Lá em casa não havia caramelos, nem bolachas de água-e-sal, apenas bolinhos secos, num frasco de rolha larga onde cabia a nossa mão. Foi aí que reparei nos seus dedos. Num instante pareceu-me que a sua mão estava num museu, acessível apenas ao olhar. Antes de continuarmos a escrever, foi ao armário, trouxe rebuçados e sentou-se no chão. Lá fora a passarada aninhava-se nas árvores do jardim, os seus cantos misturavam-se como instrumentos de uma orquestra.

Era tempo de ditar o meu parágrafo. O toque da campainha interrompeu-nos. Fiquei agarrado à frase como uma lua de papel ao vento. Inesperadamente, senti que a frase naufragou no oceano onde os cardumes gostam de saborear a chegada de novos mundos. Por instantes, sentimo-nos peixes, queríamos continuar, havia uma promessa em cada sílaba, um perfume indizível que se espalhava quando a voz retomava a frase interrompida:
        
António Vilhena

quinta-feira, 3 de janeiro de 2019

III

Todos acharam a ideia muito interessante e rapidamente cresceram as propostas para surpreendermos a nossa colega. Decidimos não comprar nada, juntámos a imaginação e, em conjunto, escrevemos uma pequena peça de teatro, onde todos éramos atores. Apesar de alguns nunca terem feito nada parecido, o mais importante era surpreender a Leonor. 

Todas as tardes juntávamo-nos para escrever.
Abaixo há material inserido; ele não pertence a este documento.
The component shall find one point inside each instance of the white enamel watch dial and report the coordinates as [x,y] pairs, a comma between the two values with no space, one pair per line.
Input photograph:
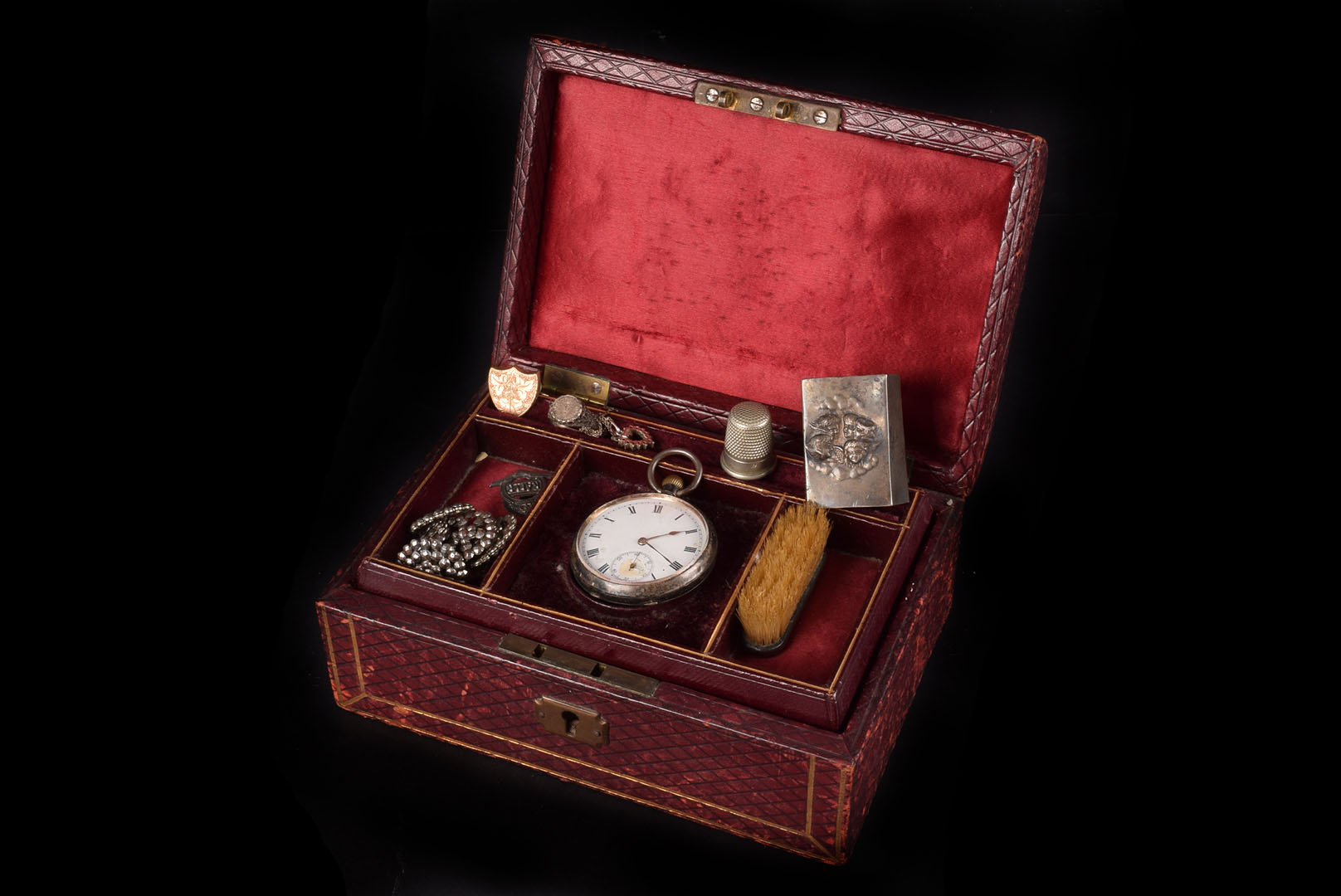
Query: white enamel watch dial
[646,548]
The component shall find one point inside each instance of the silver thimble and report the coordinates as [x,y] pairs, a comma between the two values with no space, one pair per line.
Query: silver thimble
[749,450]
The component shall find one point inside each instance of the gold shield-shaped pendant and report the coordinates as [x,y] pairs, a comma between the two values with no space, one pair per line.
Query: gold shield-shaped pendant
[513,391]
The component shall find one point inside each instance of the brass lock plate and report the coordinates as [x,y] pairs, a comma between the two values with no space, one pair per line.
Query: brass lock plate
[754,102]
[572,722]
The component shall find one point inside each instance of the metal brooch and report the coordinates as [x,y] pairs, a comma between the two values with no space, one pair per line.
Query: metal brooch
[570,413]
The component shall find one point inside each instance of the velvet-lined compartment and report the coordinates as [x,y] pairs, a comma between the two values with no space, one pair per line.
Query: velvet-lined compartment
[481,454]
[855,557]
[740,255]
[539,576]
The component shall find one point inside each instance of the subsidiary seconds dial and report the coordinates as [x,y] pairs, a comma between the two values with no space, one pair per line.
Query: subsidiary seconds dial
[646,548]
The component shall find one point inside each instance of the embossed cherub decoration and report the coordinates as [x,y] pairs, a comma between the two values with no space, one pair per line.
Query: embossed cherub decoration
[841,441]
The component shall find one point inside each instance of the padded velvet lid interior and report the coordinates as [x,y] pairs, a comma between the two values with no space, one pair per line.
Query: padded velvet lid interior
[742,255]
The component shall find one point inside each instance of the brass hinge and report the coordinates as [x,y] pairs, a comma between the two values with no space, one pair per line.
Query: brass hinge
[754,102]
[583,665]
[555,380]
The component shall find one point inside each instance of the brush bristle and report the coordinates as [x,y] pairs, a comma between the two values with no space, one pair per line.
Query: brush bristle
[786,563]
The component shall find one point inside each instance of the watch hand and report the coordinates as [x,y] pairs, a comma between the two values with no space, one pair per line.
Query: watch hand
[655,548]
[644,541]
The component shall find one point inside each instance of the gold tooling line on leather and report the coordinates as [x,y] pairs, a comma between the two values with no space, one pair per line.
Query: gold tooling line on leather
[670,791]
[820,850]
[810,794]
[334,663]
[842,781]
[870,600]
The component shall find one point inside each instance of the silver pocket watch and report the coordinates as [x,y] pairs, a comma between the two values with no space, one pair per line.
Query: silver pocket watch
[646,548]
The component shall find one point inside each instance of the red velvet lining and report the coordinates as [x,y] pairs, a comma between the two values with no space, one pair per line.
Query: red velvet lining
[742,255]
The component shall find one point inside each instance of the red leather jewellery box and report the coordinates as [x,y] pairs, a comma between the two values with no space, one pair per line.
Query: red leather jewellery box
[698,251]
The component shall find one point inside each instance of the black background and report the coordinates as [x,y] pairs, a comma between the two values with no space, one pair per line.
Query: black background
[388,133]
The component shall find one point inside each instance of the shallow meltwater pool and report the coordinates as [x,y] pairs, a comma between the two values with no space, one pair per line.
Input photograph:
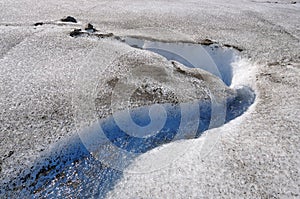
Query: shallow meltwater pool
[156,94]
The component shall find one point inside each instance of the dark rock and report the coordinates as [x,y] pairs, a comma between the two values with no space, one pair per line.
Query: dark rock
[90,28]
[75,32]
[206,42]
[39,24]
[69,19]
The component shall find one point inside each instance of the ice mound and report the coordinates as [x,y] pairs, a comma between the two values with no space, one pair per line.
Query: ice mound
[144,100]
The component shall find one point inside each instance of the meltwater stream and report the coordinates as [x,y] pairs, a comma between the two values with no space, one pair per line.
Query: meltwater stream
[90,163]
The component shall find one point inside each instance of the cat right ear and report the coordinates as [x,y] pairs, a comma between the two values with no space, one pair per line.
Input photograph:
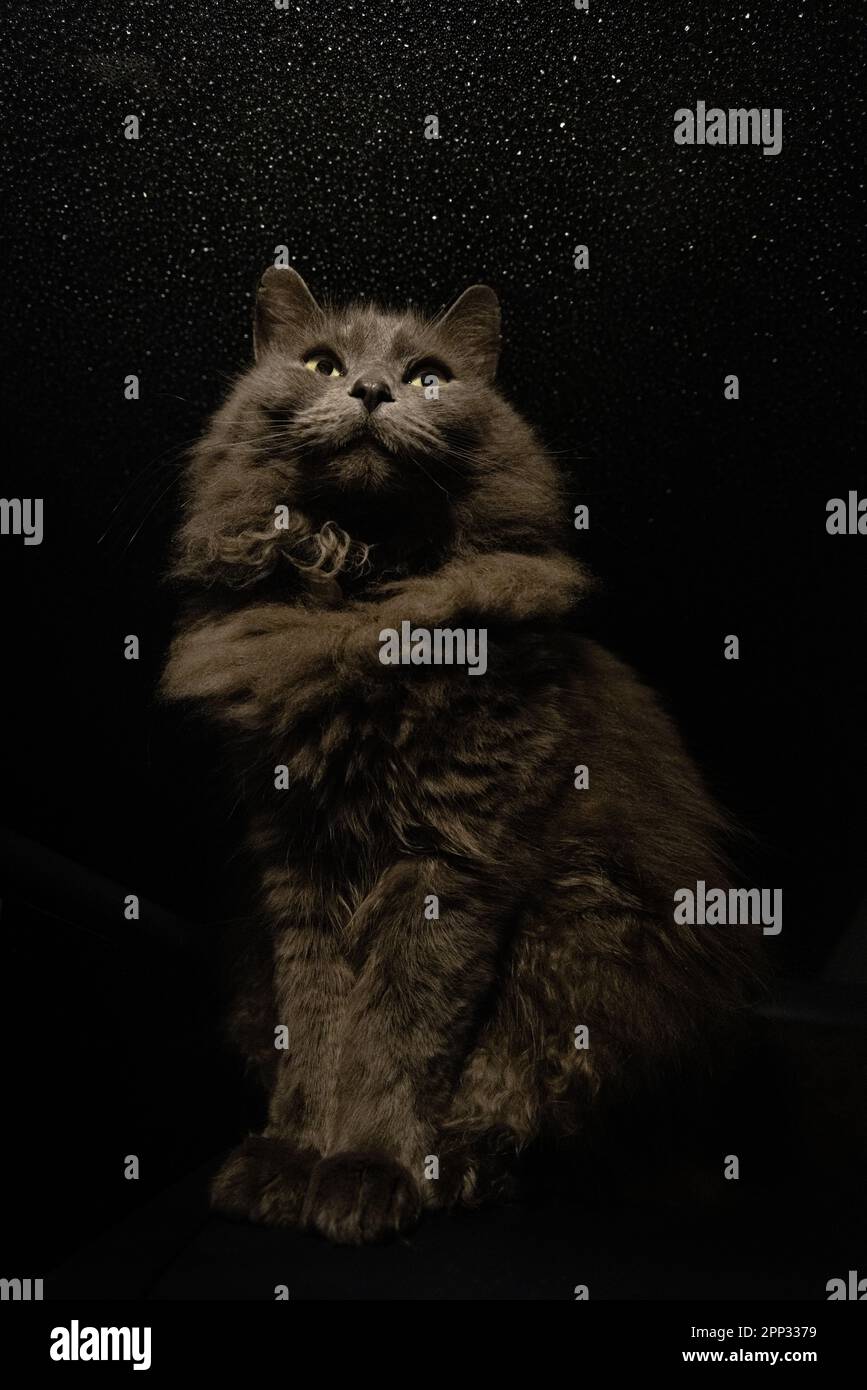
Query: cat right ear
[284,309]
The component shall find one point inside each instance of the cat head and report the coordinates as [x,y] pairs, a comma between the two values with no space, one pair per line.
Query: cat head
[378,432]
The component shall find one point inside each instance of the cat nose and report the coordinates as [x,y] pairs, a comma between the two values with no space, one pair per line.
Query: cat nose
[371,392]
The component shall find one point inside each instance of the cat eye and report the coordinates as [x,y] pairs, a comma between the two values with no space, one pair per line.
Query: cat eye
[420,374]
[324,364]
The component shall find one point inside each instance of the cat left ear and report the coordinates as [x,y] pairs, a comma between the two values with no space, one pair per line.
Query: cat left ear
[284,307]
[474,321]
Nunca imaginei que fosse tão divertido escrever uma peça de teatro a tantas mãos. No princípio tudo parecia confuso, cada um dava uma ideia. Nos primeiros dias, parecíamos um vulcão. O Daniel decidiu tomar as primeiras notas, depois cada um deu o seu contributo e, assim, começou a mais difícil viagem da A Árvore que não quer ficar parada.

Estávamos em finais de Julho, era urgente acabarmos a peça de teatro. Alguns amigos iam de férias e só regressavam em Setembro. Todos gostámos do título, embora longo, fazia-nos pensar por que razão as árvores não são como as pessoas que podem ir para ondem querem. Pensámos muito na escolha do título, principalmente, porque a Leonor não podia ir para onde queria, como a maioria das pessoas. 

Se falarmos de árvores em vez de pessoas, talvez, os adultos ouçam melhor o que queremos dizer. Nem sempre os mais velhos nos escutam, gostam mais de falar, mas estão sempre disponíveis para conselhos e ralhetes. Acho que são quase todos assim.